Pectoralis major muscle flap was used alone or mostly combined with rectus muscle
or omentum to cover the whole sternal defect.[1]
[2]
[3] Disadvantages are additional abdominal incisions, herniation of bowel, introducing
infection to abdominal cavity. D. A. Staffenberg introduced “Rotation-Advancement
Split Pectoralis (RASP) major muscle turnover flap” technique for median sternotomy
wound dehiscence.[4] In his technique, one-side split pectoralis major muscle flap was turned over based
on internal mammary artery perforators and the other side pectoralis muscle flap advanced
to the defect based on thoracoacromial pedicle.

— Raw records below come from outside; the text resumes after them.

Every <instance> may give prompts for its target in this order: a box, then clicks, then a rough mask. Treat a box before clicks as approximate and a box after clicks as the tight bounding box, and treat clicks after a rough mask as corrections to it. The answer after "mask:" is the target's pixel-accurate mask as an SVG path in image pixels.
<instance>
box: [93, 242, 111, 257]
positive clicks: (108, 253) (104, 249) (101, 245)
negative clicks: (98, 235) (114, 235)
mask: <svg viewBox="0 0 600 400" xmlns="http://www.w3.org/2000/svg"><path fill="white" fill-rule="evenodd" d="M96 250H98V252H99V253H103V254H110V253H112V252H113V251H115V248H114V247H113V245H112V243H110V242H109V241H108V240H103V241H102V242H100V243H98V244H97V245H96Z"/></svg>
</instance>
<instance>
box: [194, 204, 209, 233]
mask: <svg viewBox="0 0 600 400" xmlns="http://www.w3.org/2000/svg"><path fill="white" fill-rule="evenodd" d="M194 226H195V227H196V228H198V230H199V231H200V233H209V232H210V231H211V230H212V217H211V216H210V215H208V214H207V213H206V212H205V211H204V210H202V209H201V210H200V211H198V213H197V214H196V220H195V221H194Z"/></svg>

In our technique, we modified the
split pectoralis muscle upper flap that was islanded based on the thoracoacromial
pedicle to achieve more mobilization, less bulging contour deformity, and use the
dominant blood supply.
Before harvesting, which side of the internal mammary artery is used for revascularization
of coronary arteries in case of post-CABG should be confirmed. Advancement pectoralis
flap was designed on the side of the internal mammary artery harvested side. On the
opposite side, split pectoralis muscle flap was designed ([Fig. 1]). The procedure was started with thorough debridement and sternal wire removal.

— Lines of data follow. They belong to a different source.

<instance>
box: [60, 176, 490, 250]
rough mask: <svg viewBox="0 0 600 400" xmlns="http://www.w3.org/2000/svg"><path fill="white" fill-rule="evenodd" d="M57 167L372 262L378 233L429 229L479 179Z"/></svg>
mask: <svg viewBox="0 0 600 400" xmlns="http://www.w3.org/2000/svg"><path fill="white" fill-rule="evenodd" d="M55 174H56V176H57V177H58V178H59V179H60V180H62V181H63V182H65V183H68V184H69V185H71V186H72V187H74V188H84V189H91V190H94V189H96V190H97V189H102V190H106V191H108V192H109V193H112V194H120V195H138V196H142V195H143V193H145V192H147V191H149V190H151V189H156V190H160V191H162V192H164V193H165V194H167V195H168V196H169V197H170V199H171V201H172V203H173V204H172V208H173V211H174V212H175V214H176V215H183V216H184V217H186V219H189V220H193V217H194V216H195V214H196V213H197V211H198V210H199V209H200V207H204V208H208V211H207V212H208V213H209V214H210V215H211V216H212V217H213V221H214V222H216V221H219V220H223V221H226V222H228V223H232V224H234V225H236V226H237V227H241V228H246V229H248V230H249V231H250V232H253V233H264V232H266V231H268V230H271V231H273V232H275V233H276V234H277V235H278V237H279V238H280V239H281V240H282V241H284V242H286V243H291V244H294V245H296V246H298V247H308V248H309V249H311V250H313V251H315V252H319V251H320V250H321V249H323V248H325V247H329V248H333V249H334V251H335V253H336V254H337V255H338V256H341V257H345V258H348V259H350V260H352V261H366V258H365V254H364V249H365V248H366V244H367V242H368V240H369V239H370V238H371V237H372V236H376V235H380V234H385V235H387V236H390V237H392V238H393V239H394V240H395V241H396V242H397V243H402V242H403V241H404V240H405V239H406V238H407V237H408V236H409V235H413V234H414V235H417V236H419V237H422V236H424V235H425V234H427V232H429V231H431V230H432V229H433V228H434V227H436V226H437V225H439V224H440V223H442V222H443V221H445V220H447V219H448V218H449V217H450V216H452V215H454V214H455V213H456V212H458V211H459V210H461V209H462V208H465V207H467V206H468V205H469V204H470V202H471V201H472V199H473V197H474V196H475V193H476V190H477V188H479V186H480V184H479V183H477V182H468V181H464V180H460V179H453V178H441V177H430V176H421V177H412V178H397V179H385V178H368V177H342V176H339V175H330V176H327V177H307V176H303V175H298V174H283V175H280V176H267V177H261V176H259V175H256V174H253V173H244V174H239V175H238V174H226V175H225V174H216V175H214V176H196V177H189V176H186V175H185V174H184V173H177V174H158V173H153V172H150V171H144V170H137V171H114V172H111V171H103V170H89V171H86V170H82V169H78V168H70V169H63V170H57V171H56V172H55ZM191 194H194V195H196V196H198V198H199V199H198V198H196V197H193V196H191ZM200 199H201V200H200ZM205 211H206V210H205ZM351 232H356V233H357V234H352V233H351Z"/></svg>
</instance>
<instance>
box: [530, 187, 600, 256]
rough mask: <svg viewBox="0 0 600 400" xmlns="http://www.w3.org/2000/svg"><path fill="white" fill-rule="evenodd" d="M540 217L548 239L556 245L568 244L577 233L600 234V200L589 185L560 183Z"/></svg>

Fig. 1 Diagrammatic image of flap design.
For split pectoralis major muscle flap harvest, the dissection was carried through
sternotomy defect laterally on the superficial surface of the pectoralis major muscle
to anterior axillary line superiorly up to 2 cm below to the clavicle and inferiorly
up to the rectus sheath. Inferolateral border of the muscle was identified and insertion
divided. If necessary small incision can be placed at the anterior axillary region
to access the muscle insertion for division. The muscle was split along its fibers
([Fig. 2A], [2B]), careful avoiding injury to the pectoral branch vessel. The upper flap was islanded
based on a pectoral branch by dividing all attachments of muscle. The lower half of
the muscle was dissected from lateral to medial in the subpectoral space until internal
mammary perforators (stopping 1 cm lateral to the internal mammary perforators), which
nourish the lower half of the muscle. The upper flap was advanced, and the lower flap
turned over to the defect.
Fig. 2 (A) marking for split pectoralis major muscle flap. (B) Upper and lower split pectoralis major muscle flap.

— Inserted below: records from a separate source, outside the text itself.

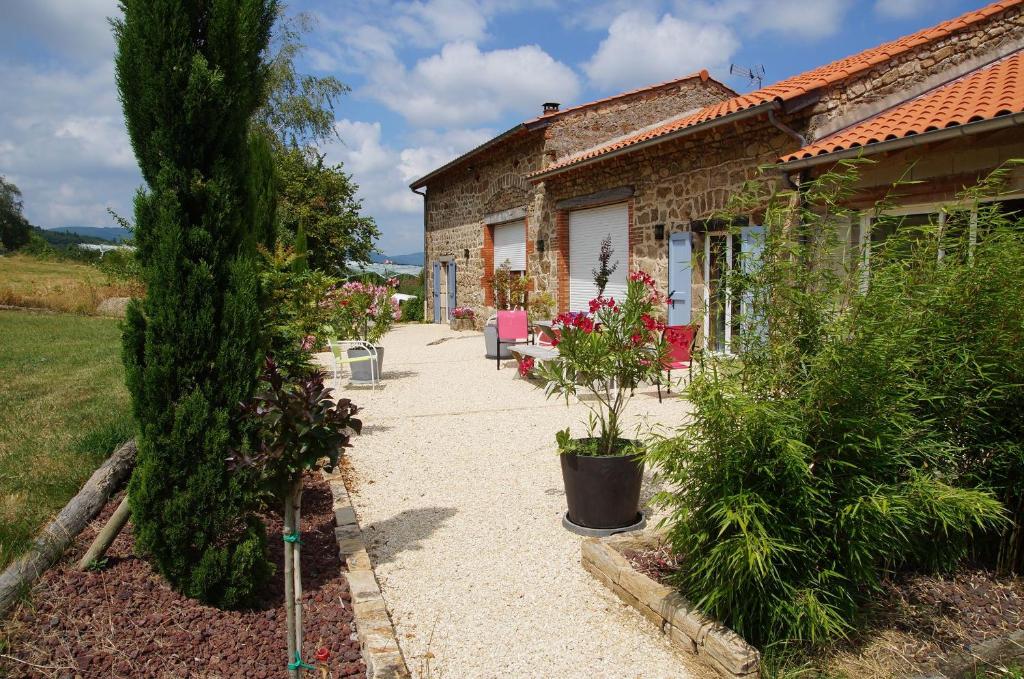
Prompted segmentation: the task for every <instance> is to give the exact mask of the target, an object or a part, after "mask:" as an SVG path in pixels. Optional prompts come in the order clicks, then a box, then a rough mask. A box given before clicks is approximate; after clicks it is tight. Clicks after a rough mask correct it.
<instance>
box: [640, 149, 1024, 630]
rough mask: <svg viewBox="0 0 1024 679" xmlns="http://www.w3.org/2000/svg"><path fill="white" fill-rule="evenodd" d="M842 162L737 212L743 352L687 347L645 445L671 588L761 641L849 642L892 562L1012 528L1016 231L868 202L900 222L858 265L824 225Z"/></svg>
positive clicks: (1003, 551)
mask: <svg viewBox="0 0 1024 679" xmlns="http://www.w3.org/2000/svg"><path fill="white" fill-rule="evenodd" d="M857 166H858V163H857V162H849V163H846V164H844V165H842V166H841V167H840V168H839V169H838V170H837V171H834V172H831V173H828V174H826V175H823V176H822V177H820V178H819V179H817V180H815V181H812V182H805V184H804V185H803V186H802V187H801V189H800V195H799V196H797V195H795V194H794V193H791V192H773V189H772V186H771V184H769V183H767V182H763V181H759V182H755V183H753V184H752V185H751V186H749V187H748V189H746V190H745V192H744V193H743V195H742V196H741V197H739V198H738V199H737V200H736V202H735V203H734V204H733V205H732V206H731V208H732V209H733V210H735V214H751V213H756V214H764V221H763V223H764V224H765V230H766V237H765V241H764V244H763V250H762V254H761V256H760V257H759V258H758V260H757V261H755V260H753V259H752V258H751V257H750V256H749V255H743V256H741V257H740V259H741V261H740V263H739V265H738V266H736V267H735V268H734V269H733V271H730V272H729V273H728V274H727V277H726V280H727V283H728V285H729V286H730V289H731V290H732V292H733V295H735V296H737V297H738V298H739V299H742V300H743V301H744V302H745V304H744V307H745V308H744V311H743V312H742V313H741V316H740V321H739V324H738V326H739V335H740V337H739V346H740V347H741V348H742V351H741V354H740V355H739V356H738V357H724V356H717V355H714V354H711V353H708V352H706V353H703V354H701V355H700V357H699V358H698V360H699V366H698V367H699V370H696V371H695V372H694V375H693V378H692V381H691V383H690V384H689V385H688V387H687V389H686V392H687V393H686V395H687V397H688V398H689V399H690V400H691V402H692V405H693V415H692V418H691V419H690V420H689V421H688V422H687V423H686V424H684V425H683V426H682V427H681V428H680V429H679V431H678V432H677V433H676V435H674V436H671V437H666V438H663V439H660V440H658V441H656V442H655V444H654V445H653V447H652V449H651V452H650V454H649V458H650V460H651V462H652V463H653V464H654V465H656V467H657V468H658V469H659V472H660V473H662V474H664V476H665V477H667V480H668V481H669V487H671V489H672V491H670V492H666V493H663V494H660V495H659V496H658V498H657V500H658V501H659V502H660V503H662V504H663V505H664V506H666V507H667V508H668V509H669V510H670V511H671V515H670V517H669V519H668V521H667V525H668V531H669V537H670V540H671V544H672V546H673V548H674V550H675V551H677V552H678V553H679V554H680V556H681V557H682V566H681V568H680V570H679V571H678V572H677V574H676V576H675V578H676V584H677V585H678V586H679V588H680V589H681V590H682V591H683V592H684V593H685V594H686V595H687V596H688V597H690V598H691V599H692V600H693V601H694V602H695V603H696V605H697V606H699V607H700V608H702V609H703V610H706V611H708V612H709V613H711V614H712V616H714V617H716V618H718V619H720V620H722V621H724V622H725V623H726V624H728V625H729V626H731V627H732V628H733V629H735V630H736V631H737V632H738V633H740V634H741V635H743V636H744V637H746V638H748V639H750V640H751V641H753V642H755V643H757V644H762V645H767V646H768V648H769V649H770V648H771V647H772V644H774V643H776V642H782V641H786V642H792V641H797V642H811V643H813V642H819V641H825V640H828V639H833V638H837V637H841V636H844V635H846V634H847V633H849V632H850V631H851V629H852V628H853V627H854V626H855V625H856V624H857V622H858V614H859V612H860V611H861V608H862V605H863V603H864V602H865V601H866V600H867V599H868V598H870V597H871V596H872V595H873V594H876V593H877V592H878V591H879V585H880V582H881V579H882V578H883V576H884V575H885V574H886V572H887V571H890V570H892V569H896V568H929V569H936V568H939V569H942V568H949V567H952V566H953V565H955V564H956V563H958V562H959V561H961V560H962V559H963V557H965V556H966V555H968V554H969V553H972V552H973V553H974V554H976V555H979V554H980V555H985V554H987V555H988V556H989V558H992V559H994V558H995V557H999V558H1000V559H1001V558H1002V557H1004V555H1005V554H1009V553H1012V552H1013V550H1014V549H1016V544H1017V540H1019V538H1018V536H1019V534H1020V526H1019V516H1020V506H1021V498H1022V495H1021V476H1022V475H1021V459H1022V455H1021V453H1022V449H1021V442H1020V441H1021V440H1022V438H1021V433H1022V428H1021V427H1022V422H1024V419H1022V418H1024V416H1022V413H1024V411H1022V409H1021V405H1022V402H1024V401H1022V400H1021V399H1022V393H1024V391H1022V386H1021V385H1022V384H1024V370H1022V369H1024V359H1022V358H1021V356H1020V355H1019V353H1020V351H1019V347H1020V346H1021V345H1022V329H1024V302H1022V301H1021V299H1020V296H1019V295H1018V294H1017V293H1016V292H1015V289H1014V286H1013V285H1008V282H1011V281H1020V280H1021V279H1022V277H1024V231H1022V230H1021V229H1020V228H1019V227H1018V226H1019V225H1015V223H1014V222H1013V220H1012V219H1009V218H1007V217H1006V216H1001V215H1000V213H998V211H997V210H996V209H995V208H982V209H980V210H979V211H978V213H977V214H978V238H977V244H976V245H972V237H971V235H970V229H968V228H957V227H956V224H957V219H955V218H953V217H952V216H951V217H950V219H948V220H947V221H946V224H945V225H939V224H938V223H936V224H932V225H929V226H925V227H921V228H899V227H897V224H896V223H895V222H894V221H892V219H893V218H888V217H885V216H882V210H883V209H884V208H885V207H886V206H885V205H884V204H883V205H880V206H879V215H880V216H879V217H878V224H879V226H878V227H880V228H882V227H886V226H892V227H893V228H894V229H895V234H894V235H893V236H891V237H890V238H889V239H888V240H886V241H885V243H884V244H879V245H877V246H874V247H872V251H871V253H870V264H869V271H868V270H866V269H865V268H864V267H863V264H862V263H860V262H861V261H862V260H861V258H860V257H859V253H856V252H854V253H853V254H852V255H850V254H849V253H848V250H849V240H848V239H846V237H845V236H844V237H843V238H839V237H837V228H836V224H838V223H843V221H844V220H845V219H846V218H847V217H849V215H847V214H846V212H845V210H844V209H843V208H842V205H843V203H844V199H845V198H846V197H847V196H848V195H849V193H850V192H851V186H852V185H853V183H854V182H855V181H856V177H857V174H858V170H857ZM998 179H999V175H998V174H997V175H996V176H994V177H993V178H992V179H991V180H990V181H988V182H985V183H984V184H983V185H982V186H981V187H979V188H978V189H976V190H975V192H973V193H972V194H970V195H968V196H966V197H964V200H965V204H966V205H969V206H973V205H975V204H977V203H978V202H979V201H980V200H981V199H982V198H983V197H984V194H985V192H996V190H997V186H998ZM725 216H728V215H725ZM961 217H963V215H961ZM961 221H962V222H963V219H962V220H961ZM887 222H890V223H887ZM940 250H941V251H942V256H941V257H940V254H939V253H940ZM844 253H846V254H844ZM1000 501H1001V502H1000ZM1008 516H1014V517H1015V519H1017V520H1016V521H1015V522H1011V521H1009V520H1008V519H1007V517H1008ZM1013 553H1016V552H1013Z"/></svg>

For harvest advancement pectoralis muscle flap (based on thoracoacromial vessels),
the dissection was carried out through the sternotomy wound to laterally on the surface
of muscle. Subpectoral space dissection was performed medially from the inferolateral
border to the defect, superiorly up to the pectoral muscle pedicle, and inferiorly
up to the rectus sheath. The flap was advanced medially to cover the middle and upper
one-third defect.
Both side flaps were mobilized to the midline sternotomy defect ([Fig. 3]), the split lower flap used to cover the lower third defect, the upper flap to cover
the upper third defect and sutured with contralateral advancement muscle flap and
also with the underlying sternum ([Fig. 4]). Negative pressure suction drains were placed between flaps and also subcutaneous
space. The skin wound can be closed by staples or sutures.
Fig. 3 All flaps mobilized to defect.
Fig. 4 Final inset of the flaps.
Anterior axillary fold contour deformity, bulge at the turnover point are the disadvantages
of our technique. The limitation of the technique is patients with bilateral internal
mammary artery harvest, as perforators must be intact for lower turnover flap. We
suggest that using our technique, one can cover the whole sternal defect with split
and advancement pectoralis major muscle flaps without requirement of additional flaps.